The US has a pretty strong regimen for getting drugs approved, a system that has great credibility after it kept out the nausea and morning sickness combatting drug thalidomide that in the 1950s wreaked havoc on babies in other countries. The gold standard for new drugs to be allowed to be prescribed is, as I understand it, that they have to show that they do not pose significant risks and also undergo double-blind clinical trials on humans that demonstrate that they work better than a placebo. The process is long and expensive.
But this causes problems when someone is critically ill and there is the prospect of a new drug that may work but the patient may die before the trials are completed. There is a provision known as ‘compassionate use’ that was developed in the 1980s during the height of the AIDS crisis, when retroviral drugs were being developed but not yet approved but AIDS victims were dying after having exhausted their other therapeutic options. The protocol requires approval on a case-by-case basis by both the drug manufacturer and the FDA before physicians can prescribe these drugs as a last resort.
The June 2016 issue of Harper’s magazine (subscription may be required) has an article by Helen Ouyang on this issue. Ouyang says that this compassionate use policy sounds reasonable but is not without its downsides. A bad result such as death for a single patient can slow down or even halt development of the drug. Since the people granted use of these drugs are usually in a very bad way, a negative outcome is a very real possibility even if the drug itself did not cause it. Furthermore, each person accommodated because of compassionate use is one less member available for later clinical trials, and for many drugs the pool of potential test subjects is already small. In addition, these experimental drugs are produced in very small quantities so compassionate use reduces the amount available for clinical trials.
Ouyang writes about a parent of a child who got the adenovirus after a kidney transplant. Adenovirus usually creates mild symptoms but can be deadly for people who have weak immune systems, as is the case after patients receive transplants and are receiving treatments to combat rejection. A new company was developing a drug called brincidofovir to treat the adenovirus. They initially denied the parent’s compassionate use petition for use of the drug. The parent then created a social media petition for the use of the drug that went viral. The company finally agreed under pressure, the drug was administered, and the child recovered.
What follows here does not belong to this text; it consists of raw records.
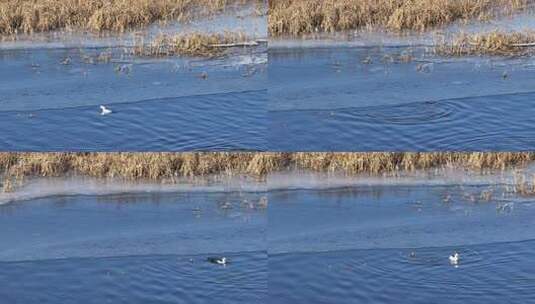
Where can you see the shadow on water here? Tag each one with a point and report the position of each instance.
(134, 248)
(50, 101)
(391, 243)
(203, 122)
(397, 98)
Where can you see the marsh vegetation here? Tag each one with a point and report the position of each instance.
(167, 167)
(30, 16)
(295, 17)
(495, 43)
But later clinical trials of brincidofovir showed no difference when compared with a placebo, and even a higher death rate, which resulted in further trials being halted.
So this poses a problem. Did the child recover independently of the drug or because of it? More generally, does the fact that there was no statistically significant effect mean that the drug never works? That is the kind of question that is so hard to answer because humans are so complex and can respond so differently to the same stimulus and sometimes patients recover all on their own.
Take for example a hypothetical case where patients who suffer from some disease have a 10% chance of a spontaneous remission. Now suppose that there is a new drug being tested for that disease. Because we do not know, and cannot control, all the variables that might influence the potency of a drug, it may turn out that in the early stages just 10% of patients given the drugs in a trial have the other unknown factors that enable that patient to benefit from it. Under the standard protocol for testing, this drug will show no difference from a placebo and it is possible that further research on the drug would be halted. (Even if a drug fails to show benefits for the original disease it was being developed for, other uses might be found. It should be noted that thalidomide is still around and being prescribed under tightly controlled conditions for certain illnesses that exclude pregnant women.)
But if that research could be continued, it may be possible to isolate the factors that resulted in just the 10% benefitting, and future clinical tests that controlled for those variables would produce much better results. This is why research that is done by non-profit agencies is so important because they can further explore such questions that for-profit companies might forego since research and trials are so costly.
Another troubling question is whether such drugs, even if the tests show that they are no better than a placebo, should still be allowed for patients who are so critically ill that they will die without any treatment at all. If such a person wants to try the drug, should they still be allowed to do so and use whatever quantities that remain after production has stopped and the trials are halted?
From the point of view of the patient, the answer would likely be yes, because they think that they have nothing to lose. Furthermore, such use might provide valuable anecdotal information that could aid further research. But on the flip side, one has to be extremely cautious about allowing drugs to be used before their safety has been established..
These questions are not easy to answer and I am pretty sure that medical ethicists grapple with them all the time.